4to, 181 x 230 mm. Arabic manuscript on paper. 270 ff., 15 lines. Elegant black naskh with diacritics and vowels in red, surah headings and verse markers in red. With 2 double-page illuminated 'unwan, 3 full-page calligraphic illuminations, and illuminated titles and marginal medallions throughout. Contemporary leather elaborately ruled in blind, with patterned borders and medallions, including flap. Housed in custom cloth case.
€ 250,000.00
The earliest traceable Ming Dynasty Qur'an, one of the a very few extant examples of its kind. Sumptuously illuminated and still in its contemporary binding, this manuscript is dated to AH 900, or 1494 CE.
Chinese Qur'ans from the 15th century usually appear only in Juz' form (which splits the holy book into thirty sections, each forming a separate manuscript); by contrast, complete, single-volume specimens are almost non-existent in the trade. Only one earlier Chinese Qur'an, the famous Yuan Dynasty Qur'an which commanded £388,800 at Christie's in 2006, has appeared at auction: the present manuscript is dated only 157 years later, in the early Ming dynasty. Few Chinese Qur'ans are available in institutions, and fewer still from the Ming period. Among the exceptions are those in the Museum of Islamic Art in Doha and in the Asian Art Museum San Francisco, both of which own comparable but later Qur'ans; the Doha specimen is undated but no earlier than the 17th century CE (thus, late Ming).
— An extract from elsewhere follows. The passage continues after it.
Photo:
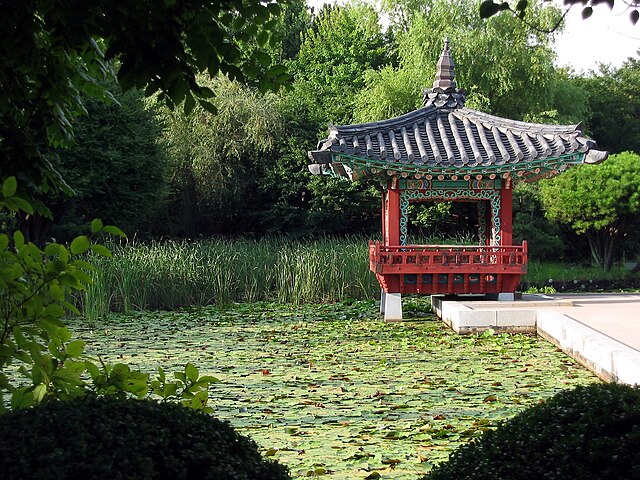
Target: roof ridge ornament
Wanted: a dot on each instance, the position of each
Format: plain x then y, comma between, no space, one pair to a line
444,92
A Qur'an like this one would probably have been crafted among one of the several Muslim religious and intellectual hubs in Ming China, perhaps even in Nanjing itself, then the centre of Muslim learning and, together with Beijing, one of the two capitals of the Ming. Despite new restrictions placed on Muslim communities after the fall of the Yuan, during the Ming period several important Chinese military officials and generals were Muslims; the Zhengde Emperor (1491-1521), who reigned during the completion of this manuscript, had numerous Muslim advisors at his court and collected several items of porcelain decorated with Islamic calligraphy. Indeed, this era saw perhaps the most famous Chinese Muslim of all: Zheng He (1371-1433/35 CE), confidant of emperors, admiral, explorer, diplomat, and court eunuch. Zheng He headed seven Ming Treasure Voyages which reached as far as the Arabian Gulf (where he stopped in Hormuz) and the Red Sea, to Mecca and Medina.
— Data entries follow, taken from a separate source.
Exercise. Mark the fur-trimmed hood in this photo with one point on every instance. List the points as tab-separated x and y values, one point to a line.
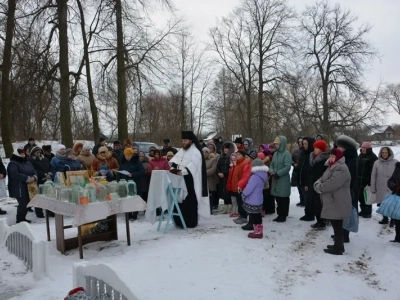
259	169
323	156
232	148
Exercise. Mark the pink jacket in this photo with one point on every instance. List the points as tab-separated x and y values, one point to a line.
161	164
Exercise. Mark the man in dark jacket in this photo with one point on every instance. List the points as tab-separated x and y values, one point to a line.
47	152
167	148
223	165
318	166
302	169
20	174
349	147
366	161
102	142
43	171
295	176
Stamped with a multilingual mix of both Chinese and crescent-shaped Arabic ownership seals, this manuscript is a beautiful example of the unique Muslim culture and achievements of the Ming period, and an important piece of Muslim history.
1) 19th century Chinese collector's stamp "Wu Chang" (?).
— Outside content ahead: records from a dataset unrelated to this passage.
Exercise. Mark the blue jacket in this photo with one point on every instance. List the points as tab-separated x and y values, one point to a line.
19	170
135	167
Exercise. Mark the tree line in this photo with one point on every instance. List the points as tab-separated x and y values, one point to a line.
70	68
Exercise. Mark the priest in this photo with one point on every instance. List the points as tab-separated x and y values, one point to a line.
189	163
2) Slightly later Arabic stamp of Muhammad 'Abd al-Hakim below a crescent stamp reading "Peace be upon you".
3) Dutch private collection.
4to (180 x 230 mm). 270 ff. Arabic manuscript on paper. 15 lines of elegant black naskh script with diacritics and vowels in red, surah headings in red ink, verse markers in red ink, written space ruled in red. Opens and closes with 2 double-page 'unwans glittering with gold on fields of red, lilac, and green decorating surahs al-Falaq and al-Nas. Alongside these are 3 full-page illuminations of large decorative roundels, each bordered in a rectangle of gold with bold gold calligraphy and foliated borders in brightly painted Chinese-style designs: undulating clouds, and blooming lotus and camellias. Illuminated titles and marginal medallions throughout. Bound in contemporary full leather elaborately ruled in blind, with patterned borders and medallions, including fore-edge flap (rebacked with modern spine). Housed in custom brown cloth case.
Binding professionally rebacked, spine replaced; a few subtle paper repairs, generally merely against edgewear. Marginal toning and a few small spots of soiling, altogether in very good condition.